Our world is defined by complex networks — whether that’s through the interconnections of species in an ecosystem or those in an online social media network. Nowadays, analyzing such complex networks with AI models and algorithms forms the backbone of many useful tools like search engines and recommendation systems. But do these machine learning methods actually work as well as their designers intended? The answer seems to be no, according to one recent study which demonstrates that some of these widely used AI models cannot accurately capture the real-world complexities found in such networks.
In particular, the machine learning technique known as low-dimensional embeddings was the focus of the research paper, which was recently published in the Proceedings of the National Academy of Sciences. Embeddings and other similar machine learning techniques are used to generate predictions by analyzing the relationships found in any diverse number of complex networks, ranging from biology, epidemiology and social media.
“Low-dimensional embeddings are a popular machine learning technique that converts ‘nodes’ — or people in a social network — into a shortlist of numbers or ‘vectors’,” explained the paper’s lead author C. “Sesh” Seshadhri, an associate professor of computer science and engineering at University of California, Santa Cruz.
“These numbers are then used to predict what a person might buy, what content to recommend, and who might be friends with whom.
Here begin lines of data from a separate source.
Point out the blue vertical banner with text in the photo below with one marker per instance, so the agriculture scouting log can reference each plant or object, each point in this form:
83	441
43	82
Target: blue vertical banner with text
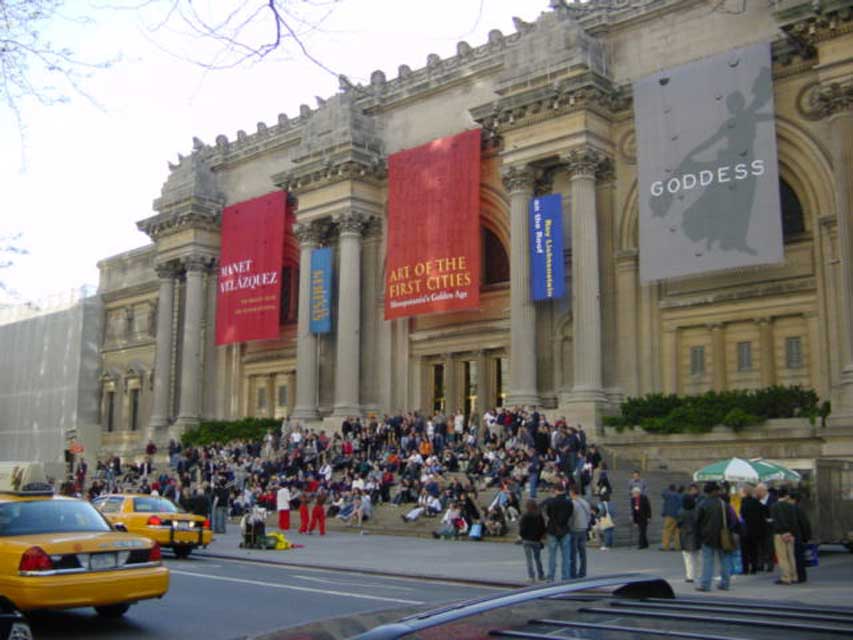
321	290
547	272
However, our paper argues that these methods do not work as well as people have thought,” he said.
Community Structures Lost
While newer and better embedding methods are constantly being developed, the researchers contend that these techniques all demonstrate the same deficiencies. Notably, they aren’t that all that great in representing adequately some key facets of complex networks, such as sets of tightly connected nodes, known in network science parlance as “community structures.” In the real world, community structures might be found in groups of people that share common interests.
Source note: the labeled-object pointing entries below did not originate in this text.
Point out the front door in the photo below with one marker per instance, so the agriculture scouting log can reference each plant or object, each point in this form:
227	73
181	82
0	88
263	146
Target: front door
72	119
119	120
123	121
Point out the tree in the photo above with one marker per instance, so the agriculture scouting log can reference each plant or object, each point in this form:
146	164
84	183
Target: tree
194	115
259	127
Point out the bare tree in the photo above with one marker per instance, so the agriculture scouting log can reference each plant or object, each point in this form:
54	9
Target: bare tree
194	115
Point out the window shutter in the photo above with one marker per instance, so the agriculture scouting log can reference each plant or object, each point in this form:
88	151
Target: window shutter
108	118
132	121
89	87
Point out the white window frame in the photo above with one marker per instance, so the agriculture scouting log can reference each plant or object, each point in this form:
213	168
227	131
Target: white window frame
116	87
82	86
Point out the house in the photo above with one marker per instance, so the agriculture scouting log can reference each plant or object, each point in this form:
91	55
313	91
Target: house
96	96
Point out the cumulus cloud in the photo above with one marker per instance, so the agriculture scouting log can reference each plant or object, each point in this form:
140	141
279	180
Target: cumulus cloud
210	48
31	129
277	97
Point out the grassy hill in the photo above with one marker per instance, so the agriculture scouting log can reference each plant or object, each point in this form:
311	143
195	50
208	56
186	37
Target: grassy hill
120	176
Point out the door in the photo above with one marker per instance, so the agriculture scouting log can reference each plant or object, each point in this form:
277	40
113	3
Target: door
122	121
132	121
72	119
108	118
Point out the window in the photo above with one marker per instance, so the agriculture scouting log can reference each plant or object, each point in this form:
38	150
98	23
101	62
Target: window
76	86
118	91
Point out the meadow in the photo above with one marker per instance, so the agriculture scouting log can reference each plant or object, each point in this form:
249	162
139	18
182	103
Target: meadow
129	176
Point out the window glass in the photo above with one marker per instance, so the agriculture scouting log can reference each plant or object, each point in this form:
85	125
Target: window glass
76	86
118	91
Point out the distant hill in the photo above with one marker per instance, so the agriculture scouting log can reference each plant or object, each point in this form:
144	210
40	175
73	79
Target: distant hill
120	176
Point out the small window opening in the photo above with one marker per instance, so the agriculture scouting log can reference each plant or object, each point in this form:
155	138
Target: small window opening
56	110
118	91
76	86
“We discovered that low-dimensional embeddings often lose the community structure of social networks, which is probably the most important feature,” said Seshadhri. “Meaning that in a social network, the people or nodes are organized into a large number of tightly-knit communities. This information is lost in many low-dimensional embedding methods. We mathematically prove that, for some classes of low-dimensional embeddings, such a loss is inevitable.”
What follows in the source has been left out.